Yesterday, on the Wall Street Journal's expanded opinion pages, Alan Ehrenhalt reviewed Bill Bishop's new book, The Big Sort. Its thesis:
As Americans have moved over the past three decades, they have clustered in communities of sameness, among people with similar ways of life, beliefs and in the end, politics.
Both men are concerned about this trend, representing as they think it does a decline in interaction among people of differing views. I see the results of this trend where I live in Takoma Park, Maryland, known as the Berkeley of the Washington, D.C., region. (In October 2004, a college kid in a DNC t-shirt almost fainted when he asked me to donate to "get that bum out of office" and I told him I was actually in the Bush Administration. "I haven't even come across another Republican," he replied.)
And I agree that this development isn't great for civic discourse or, ultimately, our democracy. But it might not be so bad for our schools. After all, one of the primary motivations of the school choice movement (which I support) is the ability for parents to sort themselves into schools that match their own personal beliefs about what good education looks like. More conservative parents can get a back-to-basics school and more progressive parents can get something more along the Montessori model. Nobody has to compromise toward a mushy middle.

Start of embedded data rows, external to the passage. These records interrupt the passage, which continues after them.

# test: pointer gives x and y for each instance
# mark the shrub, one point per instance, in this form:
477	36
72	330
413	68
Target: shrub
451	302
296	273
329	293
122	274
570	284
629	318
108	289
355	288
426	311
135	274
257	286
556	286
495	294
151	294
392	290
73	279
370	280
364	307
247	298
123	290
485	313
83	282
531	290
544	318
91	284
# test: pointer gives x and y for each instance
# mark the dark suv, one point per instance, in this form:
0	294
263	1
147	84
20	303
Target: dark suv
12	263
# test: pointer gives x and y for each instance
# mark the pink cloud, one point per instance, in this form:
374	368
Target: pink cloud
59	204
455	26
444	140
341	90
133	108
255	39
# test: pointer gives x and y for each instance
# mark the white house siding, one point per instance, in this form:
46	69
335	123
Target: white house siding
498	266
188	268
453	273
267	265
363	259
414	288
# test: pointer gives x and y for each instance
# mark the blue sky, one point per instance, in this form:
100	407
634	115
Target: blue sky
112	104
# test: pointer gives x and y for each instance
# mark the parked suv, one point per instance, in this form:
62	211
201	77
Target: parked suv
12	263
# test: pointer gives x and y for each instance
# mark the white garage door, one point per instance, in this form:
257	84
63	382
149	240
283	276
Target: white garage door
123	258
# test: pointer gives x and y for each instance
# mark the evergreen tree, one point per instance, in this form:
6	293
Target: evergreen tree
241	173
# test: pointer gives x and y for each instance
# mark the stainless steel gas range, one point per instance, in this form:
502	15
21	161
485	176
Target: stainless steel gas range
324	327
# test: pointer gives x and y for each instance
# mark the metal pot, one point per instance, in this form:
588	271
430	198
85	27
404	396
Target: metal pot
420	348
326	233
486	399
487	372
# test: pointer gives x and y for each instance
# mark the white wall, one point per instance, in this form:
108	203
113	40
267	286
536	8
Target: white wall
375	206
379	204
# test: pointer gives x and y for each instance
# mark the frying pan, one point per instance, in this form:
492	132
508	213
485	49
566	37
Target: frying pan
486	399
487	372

As geographic sorting occurs, neighborhood public schools will have the same ability to customize themselves to fit the values of the local community. Particularly if all schools work toward common statewide academic standards, and thus have some degree of sameness when it comes to the content of what kids are learning, allowing them to differentiate when it comes to their approaches to discipline, school culture, the celebration of holidays, extra-curricular activities, etc., doesn't seem like such a tragedy. And if my wife and I, as parents, don't like the trendy, eco-friendly, ultra-PC ethos of my local Takoma Park school (we have another 4 ?? years to decide), then we can always, well, move.